Maybe her first attempt won’t meet immediate success, for more than two thirds of Australian tourism start-ups end in failure within 12 months. But there’s a good chance that with experience, she’ll grown into something bigger and better. And behind her, who knows? A whole generation of Palm Islander Gen Y’ers ready to welcome the world? But let’s be clear, they know who we are and where we come from, and it will be on their terms.

Perhaps they don't remember the riots after the Doomadgee case, and are politically more aware in a way not seen for a long time. On YouTube, young Palm Islanders are in the forefront of the Indij Hip Hop scene: “We love the Silence, We hate the violence,” they rap. “We’re sick of the sound of the bully boy sirens.”

It seems the changes come from the youth where an openness for change is fast taking hold.

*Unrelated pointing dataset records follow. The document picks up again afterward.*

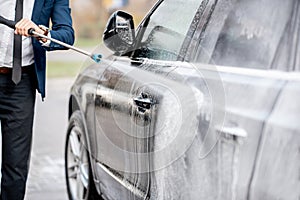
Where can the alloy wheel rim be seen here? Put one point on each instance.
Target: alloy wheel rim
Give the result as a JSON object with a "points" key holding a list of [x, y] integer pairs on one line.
{"points": [[77, 165]]}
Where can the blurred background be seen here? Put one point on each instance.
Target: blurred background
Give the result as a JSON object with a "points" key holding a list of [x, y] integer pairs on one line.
{"points": [[46, 179]]}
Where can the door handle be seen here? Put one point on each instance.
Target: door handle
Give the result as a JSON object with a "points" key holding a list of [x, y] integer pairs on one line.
{"points": [[143, 101], [233, 131]]}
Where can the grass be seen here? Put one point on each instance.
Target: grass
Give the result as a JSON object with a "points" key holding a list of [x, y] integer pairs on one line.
{"points": [[57, 69]]}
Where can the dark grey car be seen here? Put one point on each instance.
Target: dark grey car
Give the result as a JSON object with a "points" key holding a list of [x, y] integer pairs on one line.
{"points": [[200, 102]]}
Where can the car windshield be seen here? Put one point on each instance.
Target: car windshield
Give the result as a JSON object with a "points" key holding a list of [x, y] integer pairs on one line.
{"points": [[247, 33]]}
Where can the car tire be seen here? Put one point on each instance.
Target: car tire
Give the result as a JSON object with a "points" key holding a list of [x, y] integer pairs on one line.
{"points": [[79, 178]]}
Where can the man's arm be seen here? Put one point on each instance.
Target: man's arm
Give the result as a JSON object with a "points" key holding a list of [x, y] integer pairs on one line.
{"points": [[62, 29]]}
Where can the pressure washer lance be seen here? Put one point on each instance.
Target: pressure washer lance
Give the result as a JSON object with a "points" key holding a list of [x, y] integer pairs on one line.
{"points": [[32, 32]]}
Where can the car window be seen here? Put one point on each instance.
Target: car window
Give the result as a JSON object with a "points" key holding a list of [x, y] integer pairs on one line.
{"points": [[245, 33], [167, 29]]}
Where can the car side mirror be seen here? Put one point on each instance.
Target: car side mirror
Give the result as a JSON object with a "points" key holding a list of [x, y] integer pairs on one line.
{"points": [[119, 35]]}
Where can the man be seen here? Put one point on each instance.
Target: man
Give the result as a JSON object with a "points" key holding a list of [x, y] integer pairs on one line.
{"points": [[22, 70]]}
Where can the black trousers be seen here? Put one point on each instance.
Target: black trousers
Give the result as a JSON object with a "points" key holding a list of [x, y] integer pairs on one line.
{"points": [[16, 115]]}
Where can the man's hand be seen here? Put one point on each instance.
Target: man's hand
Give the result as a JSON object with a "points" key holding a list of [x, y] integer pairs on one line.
{"points": [[24, 25]]}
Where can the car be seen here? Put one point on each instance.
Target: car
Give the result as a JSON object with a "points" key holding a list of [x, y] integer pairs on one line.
{"points": [[200, 101]]}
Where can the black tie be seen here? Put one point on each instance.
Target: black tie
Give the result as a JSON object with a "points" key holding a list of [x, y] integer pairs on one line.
{"points": [[17, 59]]}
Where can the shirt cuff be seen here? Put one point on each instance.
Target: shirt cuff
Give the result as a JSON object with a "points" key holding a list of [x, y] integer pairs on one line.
{"points": [[46, 44]]}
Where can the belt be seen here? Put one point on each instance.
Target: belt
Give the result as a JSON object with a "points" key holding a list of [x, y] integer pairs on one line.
{"points": [[25, 69]]}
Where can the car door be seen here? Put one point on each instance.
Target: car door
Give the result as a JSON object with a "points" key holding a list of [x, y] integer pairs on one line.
{"points": [[276, 173], [130, 95], [239, 47]]}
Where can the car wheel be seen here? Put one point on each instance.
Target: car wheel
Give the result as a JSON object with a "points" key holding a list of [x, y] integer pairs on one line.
{"points": [[79, 178]]}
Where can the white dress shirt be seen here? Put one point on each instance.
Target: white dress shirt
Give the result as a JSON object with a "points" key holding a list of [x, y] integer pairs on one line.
{"points": [[7, 10]]}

Ian Crawshaw visited Palm Island while attending the Australian Indigenous Tourism Exchange in Townsville.

Short Joes Horse Trail Rides at Palm Island.

Short Joes Horse Trail Rides at Palm Island.

Things To Do

  • Short Joes Horse Trail Rides ($165, 8 hours), ring Pauline on her mobile: 0439 813 613. Ask also for those occasional rodeos.

  • Trek the island, climb the mountain and rainforests with Tim. Call 0429 725 262. Make sure you pick up a copy of his community newspaper, Palm Island Voice.

  • Thursday night community markets are organised by Enterprise Officer of Palm Island Council Miss Jodie Ryan.

  • Visit Tambo’s grave, buried 100 years after his death.

  • See the site of the old Convent, the sisters are still remembered fondly by some elder residents.

  • Check out the wrecks from the Black Cat Squadron, American Flying Boats stationed here during the WWII.

  • Palm Island Hip Hop 2007 (3 live bands): Lizzie G on Palm Island, Its Paradise by Morge and the One Man Army from Palm Island

  • Check out Palm Island’s Indij Hip Hop on YouTube.

Getting There

To visit Palm Island,there is no permit necessary. Palm Island is an Aboriginal Shire, not a closed Aboriginal Community.

  • By Air: From Townsville, take the SkyTrans Airlines for $98 each way. Duration is 20 mins. Book online at or call +617 4046 2462

  • By Sea : Sunferries from Townsville jetty ( $50 for adults or $25 for students & children). Duration is approximately 2 hours.

Places To Stay

  • Room at Motel is for $88 a night. There are 7 rooms, each with a bed capacity of 2 to 3 people. Book through Nicky/Emmakita at the Government Centre. Call 07 47 701 738.

  • There is an old Caravan & Camping Park that will be under renovation soon.